El sacerdote Marcelo Pérez Pérez, originario de la comunidad tzotzil de Chichelalhó en San Andrés Larráinzar, fue atacado a balazos esta mañana por sicarios en motocicleta mientras circulaba entre las calles Peras y Manzanas, en el barrio de Cuxtitali, al este de la ciudad.
Marcelo, quien fue ordenado en el seminario de la diócesis de San Cristóbal de las Casas el 6 de abril de 2002 bajo el obispo Felipe Arizmendi Esquivel, viajaba en una camioneta Nissan blanca sin protección oficial. La agresión ocurrió tras salir de la misa de las 7 en la parroquia de Cuxtitali. Testigos informaron que varios disparos impactaron el parabrisas izquierdo del vehículo. Aunque algunos ciudadanos llamaron al 911, los paramédicos confirmaron que el sacerdote ya no tenía signos vitales.
Elementos de la Policía Municipal, Guardia Nacional, Ejército y Policía Estatal Preventiva preservaron el lugar del ataque mientras esperaban a los peritos y agentes del Ministerio Público.
El 13 de septiembre, durante una peregrinación por la paz en Tuxtla, el sacerdote había expresado su preocupación por el aumento de la violencia en Chiapas, señalando que la Iglesia debía actuar por la paz. La Comisión Interamericana de Derechos Humanos (CIDH) había solicitado en 2015 medidas cautelares para él, aunque también enfrentaba una orden de aprehensión relacionada con la desaparición de 21 hombres en Pantelhó el 26 de julio de 2021. A pesar de la contradicción en la protección del gobierno, él comentó que su situación era compleja.
La orden de aprehensión contra Pérez Pérez fue emitida el 21 de junio de 2022, solicitada por la Fiscalía General de Chiapas, once meses después de la desaparición de los hombres, quienes fueron raptados por un grupo paramilitar conocido como El Machete.
El sacerdote había trabajado en diversos municipios, incluyendo Simojovel, donde lideró peregrinaciones en contra de la drogadicción y el alcoholismo. Su último cargo fue como párroco de la iglesia del barrio de Guadalupe en San Cristóbal de las Casas, ubicada a unos 800 metros del lugar del ataque.
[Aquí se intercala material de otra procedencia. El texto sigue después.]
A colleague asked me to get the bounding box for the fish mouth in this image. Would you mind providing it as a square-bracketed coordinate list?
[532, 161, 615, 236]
Minutos después del atentado, las campanas de la parroquia de Guadalupe sonaron, y un grupo de mujeres rezó alrededor del cuerpo de Marcelo. El obispo de San Cristóbal de las Casas, Rodrigo Aguilar Martínez, confirmó su muerte y anunció que el cuerpo sería velado en la iglesia de Guadalupe tras la entrega por parte de la Fiscalía.
El gobernador de Chiapas, Rutilio Escandón Cadenas, expresó su condena por el asesinato y se comprometió a colaborar con las autoridades para garantizar justicia. La Fiscalía General de Chiapas ha iniciado una investigación por homicidio y se comprometió a aplicar el Estado de derecho para llevar a los responsables ante la justicia.